An oncogene formed by either of the first two mechanisms encodes an oncoprotein that differs from the normal protein encoded by the corresponding proto-oncogene. On the other hand, the other two mechanisms produce oncogenes whose protein products are identical to normal proteins; their oncogenic effect is due to production at higher than normal levels or production in cells where they are not normally produced.
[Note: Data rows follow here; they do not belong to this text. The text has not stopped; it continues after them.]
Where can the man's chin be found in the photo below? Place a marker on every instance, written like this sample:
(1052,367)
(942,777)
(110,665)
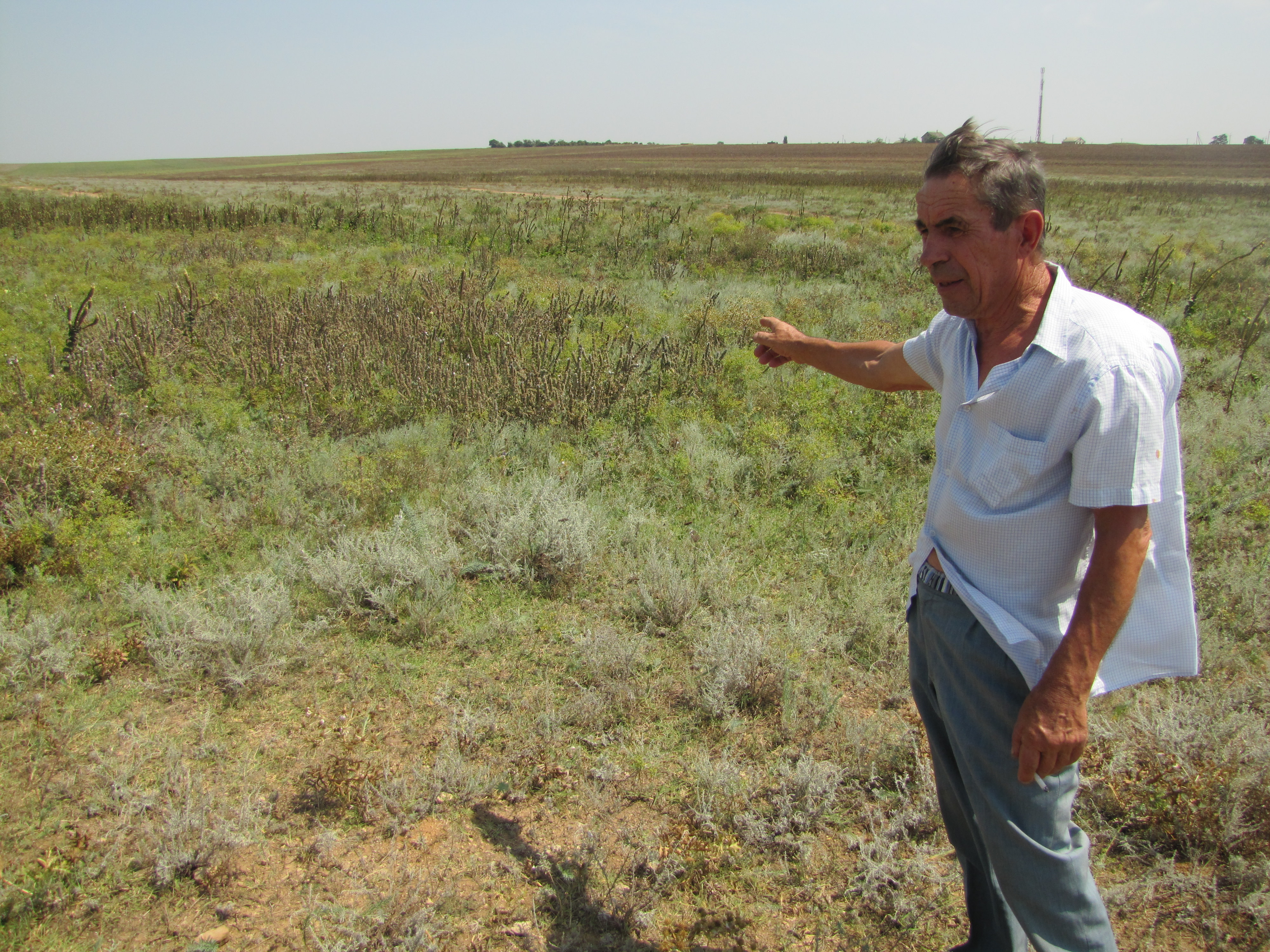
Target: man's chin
(954,301)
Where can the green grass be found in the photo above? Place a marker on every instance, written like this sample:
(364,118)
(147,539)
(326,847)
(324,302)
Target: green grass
(361,664)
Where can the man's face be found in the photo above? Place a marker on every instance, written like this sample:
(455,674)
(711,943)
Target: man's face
(975,267)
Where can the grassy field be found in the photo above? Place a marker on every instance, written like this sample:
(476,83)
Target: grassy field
(404,552)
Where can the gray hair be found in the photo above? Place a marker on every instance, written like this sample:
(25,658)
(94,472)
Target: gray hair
(1006,177)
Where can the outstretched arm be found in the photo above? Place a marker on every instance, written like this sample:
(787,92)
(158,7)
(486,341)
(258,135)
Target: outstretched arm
(878,365)
(1053,724)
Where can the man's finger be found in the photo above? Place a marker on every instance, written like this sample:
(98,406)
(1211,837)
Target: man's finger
(1029,761)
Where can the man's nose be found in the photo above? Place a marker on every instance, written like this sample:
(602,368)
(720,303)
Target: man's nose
(933,252)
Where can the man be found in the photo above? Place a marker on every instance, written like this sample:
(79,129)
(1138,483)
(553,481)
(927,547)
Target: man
(1057,496)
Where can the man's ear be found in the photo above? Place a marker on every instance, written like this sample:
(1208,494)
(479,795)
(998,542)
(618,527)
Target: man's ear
(1032,229)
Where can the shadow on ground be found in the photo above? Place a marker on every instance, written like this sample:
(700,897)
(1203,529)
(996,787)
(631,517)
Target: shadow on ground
(580,912)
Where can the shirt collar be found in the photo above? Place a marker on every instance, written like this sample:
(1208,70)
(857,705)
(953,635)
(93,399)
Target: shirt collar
(1052,334)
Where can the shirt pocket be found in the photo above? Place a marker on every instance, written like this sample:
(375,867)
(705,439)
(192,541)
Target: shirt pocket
(1012,473)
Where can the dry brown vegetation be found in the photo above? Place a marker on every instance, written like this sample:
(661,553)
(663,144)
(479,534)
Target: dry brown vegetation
(648,164)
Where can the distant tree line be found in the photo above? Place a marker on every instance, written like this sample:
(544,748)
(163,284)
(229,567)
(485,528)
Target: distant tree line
(531,143)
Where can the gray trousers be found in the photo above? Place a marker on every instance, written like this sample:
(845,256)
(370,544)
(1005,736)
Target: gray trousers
(1026,865)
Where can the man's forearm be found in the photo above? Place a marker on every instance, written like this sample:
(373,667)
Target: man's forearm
(878,365)
(849,361)
(1121,543)
(1052,728)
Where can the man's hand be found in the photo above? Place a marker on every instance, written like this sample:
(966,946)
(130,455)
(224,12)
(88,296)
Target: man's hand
(773,348)
(1051,733)
(878,365)
(1053,725)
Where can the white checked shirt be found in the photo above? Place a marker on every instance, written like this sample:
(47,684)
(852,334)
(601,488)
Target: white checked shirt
(1085,418)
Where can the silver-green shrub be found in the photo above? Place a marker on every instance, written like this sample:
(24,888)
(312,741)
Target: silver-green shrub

Oncogenes,Proto-Oncogenes and Retroviral Oncogenes
Mechanisms of transformation of proto-oncogene to oncogene

Retroviral Oncogenes

Starting in 1911, Pioneering studies by Peyton Rous led to an initial recognition that a virus could cause cancer when injected into an appropriate host animal. Many years later, molecular biologists have shown that Rous sarcoma virus (RSV) is a retrovirus whose RNA genome is re-transcribed into DNA, which is incorporated into the host cell genome. RSV is one of the best-studied retroviruses to infect chicken. RSV contains specific genetic information responsible for the transformation of infected cells and this oncogene found in this retrovirus causes sarcoma and is therefore called src. Subsequent studies with mutant forms of RSV have shown that only the v-src gene, not the other viral genes, are needed for cancer induction. The product of this gene is a protein kinase that phosphorylates the residues of tyrosine in other proteins. More than 40 different oncogenic reteroviruses have been isolated from a wide range of animals including chickens , turkeys, mice , rats, cats and monkeys.